Laugh till we cry

It's a strange thing, realising you've destroyed the person you love the most. When Bianca and I considered splitting 18 months ago, we decided to work through it. At least, that's how my brain seems to remember it. She seems much more acutely aware of everything that went on. Just last Tuesday she asked me, "Paul?"
"Yes, honey?" I'd replied, barely looking up from my work. I'm not as busy as Bianca, being in a 9-to-5 while she's a self-employed artist, but sometimes my work comes home with me.
"Do you remember," she began very calmly, which made the question all the more unsettling, "When I asked you not to see Natalie any more?"

The thought of Natalie makes me feel a little sick now. Nothing ever happened, but I was foolish. I looked for comfort in the wrong places.

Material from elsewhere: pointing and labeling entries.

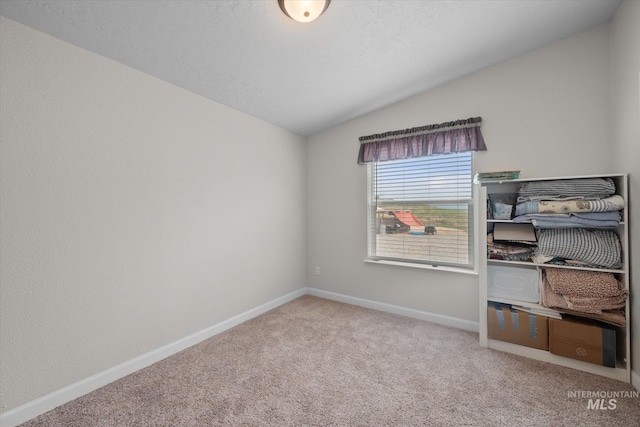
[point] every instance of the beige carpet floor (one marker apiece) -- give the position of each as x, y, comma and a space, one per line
315, 362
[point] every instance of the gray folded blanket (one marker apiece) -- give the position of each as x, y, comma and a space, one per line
567, 189
609, 220
609, 204
593, 247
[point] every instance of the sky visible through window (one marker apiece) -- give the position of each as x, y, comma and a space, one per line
435, 178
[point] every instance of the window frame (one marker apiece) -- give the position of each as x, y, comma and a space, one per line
472, 225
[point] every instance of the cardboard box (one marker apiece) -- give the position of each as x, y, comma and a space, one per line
583, 340
518, 327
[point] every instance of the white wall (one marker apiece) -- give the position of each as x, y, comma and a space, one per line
625, 78
134, 213
546, 113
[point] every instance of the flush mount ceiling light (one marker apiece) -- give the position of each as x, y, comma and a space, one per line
303, 10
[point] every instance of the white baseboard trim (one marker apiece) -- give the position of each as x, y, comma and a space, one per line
66, 394
455, 322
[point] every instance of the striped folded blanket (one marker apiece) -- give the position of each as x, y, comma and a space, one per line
576, 220
567, 189
593, 247
609, 204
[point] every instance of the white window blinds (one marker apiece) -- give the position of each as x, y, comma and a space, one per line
421, 210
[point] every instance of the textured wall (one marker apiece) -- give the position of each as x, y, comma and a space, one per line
625, 79
134, 213
546, 113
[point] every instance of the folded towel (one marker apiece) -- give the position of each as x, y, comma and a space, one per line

Bianca continued, "And then I had to go into the studio, but I came home early? And there you were, hanging over the fence talking to Natalie. And then when I looked out the window at you, you made direct eye contact with me and then kept talking to her... Were you trying to hurt me?"

Staying in that house as long as we did almost killed Bianca. She wouldn't stop crying for three months. Sometimes she'd be doing something and just collapse onto the floor, pulling at her stomach with her hands. Her pain was visceral. Once I got mad at her when she had to pull over on the motorway. All of a sudden she was crying too much to drive, but the worst thing was she just sat down in the gravel and wept on the side of the road. Cars kept driving past and I eventually scolded her into the passenger's seat...

"I don't remember that," I'd answered honestly, "But I never wanted to hurt you," I'd replied, looking earnestly at her then. I truly believe I didn't. Now. In the present. It hurts me to think of hurting her.

"Well that's not true," she replied with a gentle shake of her head as she continued folding washing, "If you don't remember, how can you know you didn't want to hurt me?"
I'd asked her if she was alright and she'd just nodded. But the thing is, I think she was telling the truth.

This evening at dinner I teased her about her constant picking on me. I thought we were having fun when she glared at me over her roast potatoes.
"C'mon B," I'd scoffed, "You can't get grumpy when you know just as well how to wind me up!"
Bianca's face fell at this. I almost swore I saw her shoulders slump from her almost perfect-posture.
"I know," she sighed, "You just drive me crazy sometimes."
"Why?" I asked, trying to keep a soft smile on my face.
"I don't know," she answered, her eyes meeting mine, "I feel like I'm a bad person when I'm with you."
My stomach dropped. I walked around the table to kiss her forehead.

I suppose I'm leaving some gaps. Maybe my brain has intentionally left some of those. But last week she asked me, "Are you glad you didn't leave me last year?"
"Of course!" I replied, "It would have been the worst mistake of my life!"
But now I don't really think she was asking me.

I think she may have been asking whether I was worth fighting to keep.